The sale of FGS will be the first struck since the WPP chose Philip Jansen as its new chair last week. The move, which was first reported by the Financial Times, is expected to lead to fresh analysis of the future strategy of the company by Jansen, who has a long record of corporate activity at BT and Worldpay.
The deal will be a boost to the financial position of the advertising network, which has come under scrutiny in recent months given its relative underperformance compared with rivals such as France’s Publicis.
But the deal will also revive talk about whether WPP’s share price is trading at a level that reflects the full sum of its various businesses, which span media, marketing, PR and advertising around the world.
Increasingly, WPP is also positioning itself as a tech-focused company, employing artificial intelligence tools and data-led services for its clients to target specific groups of customers and to create campaigns faster and with greater effectiveness.
Those close to the talks said that FGS had become increasingly seen as non-core to the agency network, which already owns Burson, one of the world’s largest PR firms that comprises BCW and Hill & Knowlton under Corey duBrowa, former communications chief at Google. Other agencies within the network such as Ogilvy also offer PR services to their clients.

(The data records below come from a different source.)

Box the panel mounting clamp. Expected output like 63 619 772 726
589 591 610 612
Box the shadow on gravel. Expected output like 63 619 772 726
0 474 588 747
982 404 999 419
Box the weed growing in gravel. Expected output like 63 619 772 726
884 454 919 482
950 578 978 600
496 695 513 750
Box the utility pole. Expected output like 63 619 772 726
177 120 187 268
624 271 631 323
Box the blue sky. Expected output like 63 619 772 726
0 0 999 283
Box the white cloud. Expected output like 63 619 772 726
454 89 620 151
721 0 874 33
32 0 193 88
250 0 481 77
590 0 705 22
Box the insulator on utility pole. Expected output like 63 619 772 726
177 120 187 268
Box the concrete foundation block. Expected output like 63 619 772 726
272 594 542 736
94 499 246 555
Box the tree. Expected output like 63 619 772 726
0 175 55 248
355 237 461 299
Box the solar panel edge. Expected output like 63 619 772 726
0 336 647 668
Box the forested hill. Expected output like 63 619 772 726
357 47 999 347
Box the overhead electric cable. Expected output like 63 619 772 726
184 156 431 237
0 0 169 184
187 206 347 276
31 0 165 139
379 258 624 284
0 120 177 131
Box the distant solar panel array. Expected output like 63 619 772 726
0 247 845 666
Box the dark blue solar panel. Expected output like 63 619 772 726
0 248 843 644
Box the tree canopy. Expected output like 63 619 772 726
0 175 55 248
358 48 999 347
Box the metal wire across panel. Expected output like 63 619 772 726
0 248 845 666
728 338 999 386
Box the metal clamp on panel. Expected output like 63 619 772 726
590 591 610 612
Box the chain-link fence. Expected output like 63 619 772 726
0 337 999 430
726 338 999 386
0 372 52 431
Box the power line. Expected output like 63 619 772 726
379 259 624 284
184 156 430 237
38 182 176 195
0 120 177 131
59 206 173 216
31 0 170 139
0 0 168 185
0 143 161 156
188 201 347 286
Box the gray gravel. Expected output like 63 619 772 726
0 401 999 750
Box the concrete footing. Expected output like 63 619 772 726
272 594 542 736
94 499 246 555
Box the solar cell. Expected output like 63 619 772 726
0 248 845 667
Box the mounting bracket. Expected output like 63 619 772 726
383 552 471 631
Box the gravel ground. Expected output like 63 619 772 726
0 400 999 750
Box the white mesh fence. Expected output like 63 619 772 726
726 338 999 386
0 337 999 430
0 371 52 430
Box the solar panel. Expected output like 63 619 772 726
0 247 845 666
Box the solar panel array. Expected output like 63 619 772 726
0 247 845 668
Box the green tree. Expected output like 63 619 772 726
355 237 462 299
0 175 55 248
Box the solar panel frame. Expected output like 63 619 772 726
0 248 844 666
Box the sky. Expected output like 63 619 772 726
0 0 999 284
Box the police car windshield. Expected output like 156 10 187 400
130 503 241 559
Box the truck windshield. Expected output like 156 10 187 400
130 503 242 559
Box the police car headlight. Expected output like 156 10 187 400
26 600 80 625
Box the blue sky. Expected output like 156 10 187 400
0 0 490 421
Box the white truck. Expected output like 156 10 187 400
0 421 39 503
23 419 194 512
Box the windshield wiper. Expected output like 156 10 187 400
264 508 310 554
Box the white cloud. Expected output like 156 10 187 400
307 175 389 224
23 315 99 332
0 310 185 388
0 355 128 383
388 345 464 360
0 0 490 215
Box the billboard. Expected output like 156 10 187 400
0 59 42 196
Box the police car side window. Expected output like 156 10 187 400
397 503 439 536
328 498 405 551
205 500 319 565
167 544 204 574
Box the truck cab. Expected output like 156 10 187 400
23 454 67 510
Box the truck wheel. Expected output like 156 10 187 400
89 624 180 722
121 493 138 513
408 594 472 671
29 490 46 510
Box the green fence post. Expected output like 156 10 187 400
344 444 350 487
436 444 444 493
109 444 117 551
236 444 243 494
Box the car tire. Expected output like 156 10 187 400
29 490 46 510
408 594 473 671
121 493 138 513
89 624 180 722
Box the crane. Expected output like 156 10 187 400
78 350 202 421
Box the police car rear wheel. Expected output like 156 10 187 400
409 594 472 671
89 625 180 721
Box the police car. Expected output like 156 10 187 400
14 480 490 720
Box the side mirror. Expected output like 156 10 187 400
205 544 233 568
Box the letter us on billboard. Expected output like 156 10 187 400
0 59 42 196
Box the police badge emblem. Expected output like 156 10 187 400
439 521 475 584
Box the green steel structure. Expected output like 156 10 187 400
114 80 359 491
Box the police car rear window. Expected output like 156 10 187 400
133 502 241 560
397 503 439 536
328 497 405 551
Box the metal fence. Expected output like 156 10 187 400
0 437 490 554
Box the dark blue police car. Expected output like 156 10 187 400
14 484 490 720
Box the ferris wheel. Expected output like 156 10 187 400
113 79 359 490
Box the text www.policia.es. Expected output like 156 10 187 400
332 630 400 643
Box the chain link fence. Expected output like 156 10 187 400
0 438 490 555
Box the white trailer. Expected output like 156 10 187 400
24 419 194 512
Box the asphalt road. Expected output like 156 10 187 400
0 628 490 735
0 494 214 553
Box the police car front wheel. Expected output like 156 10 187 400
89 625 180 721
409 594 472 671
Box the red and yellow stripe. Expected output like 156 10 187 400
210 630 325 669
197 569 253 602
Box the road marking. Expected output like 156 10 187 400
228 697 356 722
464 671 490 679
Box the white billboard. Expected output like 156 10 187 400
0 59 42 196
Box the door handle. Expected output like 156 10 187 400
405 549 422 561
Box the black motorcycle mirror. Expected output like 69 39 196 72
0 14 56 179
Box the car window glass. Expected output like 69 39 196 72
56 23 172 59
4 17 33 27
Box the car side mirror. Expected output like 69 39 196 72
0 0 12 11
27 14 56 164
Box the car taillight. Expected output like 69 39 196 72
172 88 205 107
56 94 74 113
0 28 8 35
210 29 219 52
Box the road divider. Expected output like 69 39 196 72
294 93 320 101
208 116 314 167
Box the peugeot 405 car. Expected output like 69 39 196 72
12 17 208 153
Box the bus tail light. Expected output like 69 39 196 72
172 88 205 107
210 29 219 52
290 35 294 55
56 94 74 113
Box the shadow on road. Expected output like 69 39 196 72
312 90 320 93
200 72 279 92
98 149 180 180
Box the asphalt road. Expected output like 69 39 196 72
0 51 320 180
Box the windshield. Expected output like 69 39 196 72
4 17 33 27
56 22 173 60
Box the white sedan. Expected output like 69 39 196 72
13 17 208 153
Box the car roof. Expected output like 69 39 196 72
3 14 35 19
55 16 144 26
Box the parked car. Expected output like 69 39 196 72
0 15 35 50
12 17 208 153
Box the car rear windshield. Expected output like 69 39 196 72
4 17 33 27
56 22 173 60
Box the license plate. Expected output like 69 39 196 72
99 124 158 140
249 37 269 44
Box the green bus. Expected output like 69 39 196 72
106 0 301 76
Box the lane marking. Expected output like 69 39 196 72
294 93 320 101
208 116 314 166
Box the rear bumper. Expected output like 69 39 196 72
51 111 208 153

The FT revealed earlier this year that KKR had made an approach to take majority control of FGS. The private equity group acquired about 30 per cent of the business in a deal that valued Finsbury at close to $1.5bn in 2023. WPP remained the company’s majority owner under the deal, with about 50.5 per cent of the equity, with FGS employees owning the remainder.
The deal might also delay plans to float the business in the next two years. Goldman Sachs has been advising WPP on the situation.